Sorted reference T cell data and simplified statistic to model naive-to-memory differentiation Reference populations of T cells were fluorescence-activated cell sorting (FACS) sorted from PBMCs, followed by scRNA-seq. (A) The UMAP plot displays dimensionality reduction of 56,637 sorted reference T cells, colored by population. Dimensionality reduction was performed on the top 3,000 variable genes. (B) Per-cell enrichment was calculated for a gene module consisting of S100A proteins. The boxplot displays the range of this score by reference population. (C) The dot plot displays the pattern of granzyme expression within each reference population. (D) Pairwise differential gene expression contrasts were performed by population to identify the top marker genes per population. The UMAP plot displays dimensionality reduction in this reduced gene space using the 175 top marker genes for these populations. (E) PC1 from (D) was imputed into the sorted cells. The plot displays the range of these scores, illustrating the separation of the reference populations. (F) To test the generalizability of this statistic, the same principal component was imputed into the full RIRA dataset. The UMAP plot displays this effector-differentiation score (EDS). (G) The same scores as in (F) are displayed as a violin plot. The dotted lines illustrate representative thresholds that could be used to subset data to remove naive T cells or limit to effector-differentiated cells. (H) The EDS was used to score peripheral T cells from a public human dataset, demonstrating applicability across species. Collectively, these data demonstrate that S100A proteins and granzyme expression have predictive power to separate T cell subsets and further show that the EDS, which was modeled using reference peripheral T cells, provides a transferable statistic to quantify naive-to-effector differentiation in T cell datasets.

Figure 6

Analysis of effector-differentiated T and NK cells (A) The UMAP plot displays dimensionality reduction of RIRA T/NK cells, after limiting to cells with EDS > 6. (B) The Venn diagram shows the overlap between the top 3,000 variable genes, which is the input to PCA/UMAP, computed on the total RIRA T/NK dataset as compared to this subset. This highly different gene space is one of the reasons for different pattern of clustering at this resolution. (C) The bar plot summarizes each cluster/phenotype based on a combination of (1) presence of αβ and/or γδ TCR, and (2) presence of CD3 and/or CD16 RNA. This illustrates that many cluster-based groups contain a mixture of functional subtypes. (D) The leftmost dot plot displays the top differentially expressed genes between the phenotypic classes shown in (A), along with key marker genes.
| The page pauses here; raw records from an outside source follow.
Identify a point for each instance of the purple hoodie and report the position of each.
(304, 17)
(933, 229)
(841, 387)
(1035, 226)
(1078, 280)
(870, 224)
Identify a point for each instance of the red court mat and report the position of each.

The rightmost dot plot displays tissue enrichment. Color scales correspond to column-scaled mean library-size-normalized RNA counts (RNA markers) and linearly scaled chi-squared standardized residuals (tissue enrichment). Dot sizes correspond to fraction of cells expressing marker genes (RNA markers) and fractional composition of tissues (tissue enrichment). (E) Cells were scored for enrichment of granzymes K/M and granzymes A/B/H using the UCell module. The graph displays the mean of each score per cluster, demonstrating that these modules have predictive power among many effector subsets. (F) The top 25 most expanded TCRβ clonotypes were selected. The boxplot displays the EDS of each cell. These data illustrate that most clones are highly effector differentiated, although two outliers exist. Clones labeled in (G) and (H) are underlined, and colors are preserved in (F)–(H). (G) The plot displays the mean memory score (defined by S100A proteins) compared to the granzyme K/M score. Clones with atypical profiles are labeled. (H) The plot displays the mean granzyme K/M and mean granzyme A/B/H score for each clone. As in (G), atypical clones are labeled.